Economic developer John Swope said, if Chemtex were to be incorporated, calculations show a boon to city coffers in the tax revenue produced. Over the first five years, the facility would pay approximately $1.3 million in property taxes to the city, and $1.2 million over the second five years.
“That would be an additional benefit if it were to be annexed,” Swope noted.
Carollo told city officials that the plant would not be competing with grain and corn land, which is “too nice.” Land that is more challenged in producing high-value crops was sought as the energy grasses do well on sandy, non-irrigated land such as hog lagoon spray fields, he noted.
Leading up to August’s announcement, Chemtex International received a $4 million Biomass Crop Assistance Program (BCAP) award to support startup costs associated with establishing and growing over 4,000 acres of miscanthus and switchgrass across Sampson and 10 other counties. Carollo said nearly half that acreage was able to be realized during the short window for the funding.
“This project is going to be producing, at least for the first years, only ethanol for being added to the gasoline,” said Carollo. “Our vision was, ‘we need to be profitable even without the subsidies. We can’t rely on something that is here today, and maybe is not going to be here a few years from now.”

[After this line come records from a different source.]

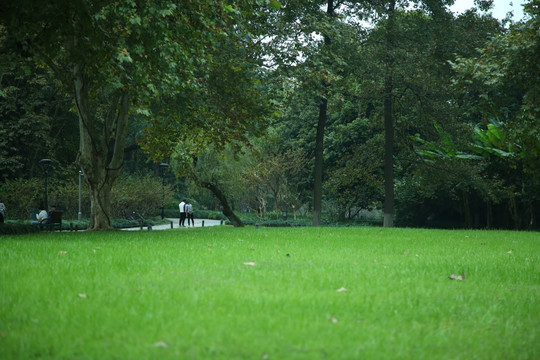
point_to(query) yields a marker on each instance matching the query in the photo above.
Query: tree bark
(319, 160)
(389, 123)
(319, 143)
(101, 147)
(227, 210)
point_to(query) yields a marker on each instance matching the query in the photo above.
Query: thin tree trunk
(319, 159)
(389, 124)
(319, 143)
(101, 148)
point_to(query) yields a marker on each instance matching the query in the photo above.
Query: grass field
(271, 293)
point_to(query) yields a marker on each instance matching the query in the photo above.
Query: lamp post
(79, 215)
(46, 163)
(163, 167)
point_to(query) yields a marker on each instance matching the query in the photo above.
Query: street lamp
(80, 213)
(46, 163)
(163, 167)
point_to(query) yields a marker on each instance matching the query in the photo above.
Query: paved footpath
(198, 223)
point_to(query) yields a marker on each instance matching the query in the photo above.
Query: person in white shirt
(182, 207)
(41, 216)
(189, 214)
(2, 211)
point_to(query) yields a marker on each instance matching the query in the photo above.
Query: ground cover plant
(271, 293)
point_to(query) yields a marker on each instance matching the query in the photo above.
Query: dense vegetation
(337, 109)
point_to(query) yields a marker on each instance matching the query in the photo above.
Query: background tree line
(335, 108)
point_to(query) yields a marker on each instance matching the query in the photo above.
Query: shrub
(21, 197)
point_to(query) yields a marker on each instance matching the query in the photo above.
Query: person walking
(41, 216)
(2, 211)
(189, 214)
(182, 207)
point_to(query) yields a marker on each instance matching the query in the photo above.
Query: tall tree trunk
(227, 210)
(319, 160)
(389, 123)
(101, 147)
(319, 142)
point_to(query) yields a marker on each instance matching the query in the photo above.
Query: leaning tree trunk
(101, 147)
(227, 210)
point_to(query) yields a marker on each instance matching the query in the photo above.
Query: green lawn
(271, 293)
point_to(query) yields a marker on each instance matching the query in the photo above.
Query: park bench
(132, 215)
(53, 222)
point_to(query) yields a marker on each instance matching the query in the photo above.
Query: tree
(114, 57)
(501, 94)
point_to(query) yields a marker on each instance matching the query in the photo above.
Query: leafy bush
(21, 197)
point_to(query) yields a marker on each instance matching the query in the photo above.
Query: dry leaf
(457, 277)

Similar to BCAP, as well as projects like Chemtex, the goal is to reduce America’s dependency on foreign oil, cut down pollution and spur rural economic development and job creation while having a sustainable source of energy and a viable product.
He said there would eventually be avenues for Chemtex to move toward manufacturing plastics, which would make the plant viable locally for many more years.
“That is going to be a potential market that is probably three or four years from where we are right now,” said Carollo. “The reason we feel we have a good Plan B is that converting sugars to some different polymer can always be done.”
However, for now, producing cost-competitive ethanol is where it is at.
“Ethanol is a great market right now,” Carollo said. “Long-term, our sustainability is certainly based more on chemicals, although we believe that the appetite for cellulosic biofuels in the (U.S.) will remain high for at least 10 or 15 years, no matter what happens to the dependency. It is possible that new fossil fuel reserves will be found, but long-term, you will want to have a renewable mix of fuels that can make the whole package more sustainable.”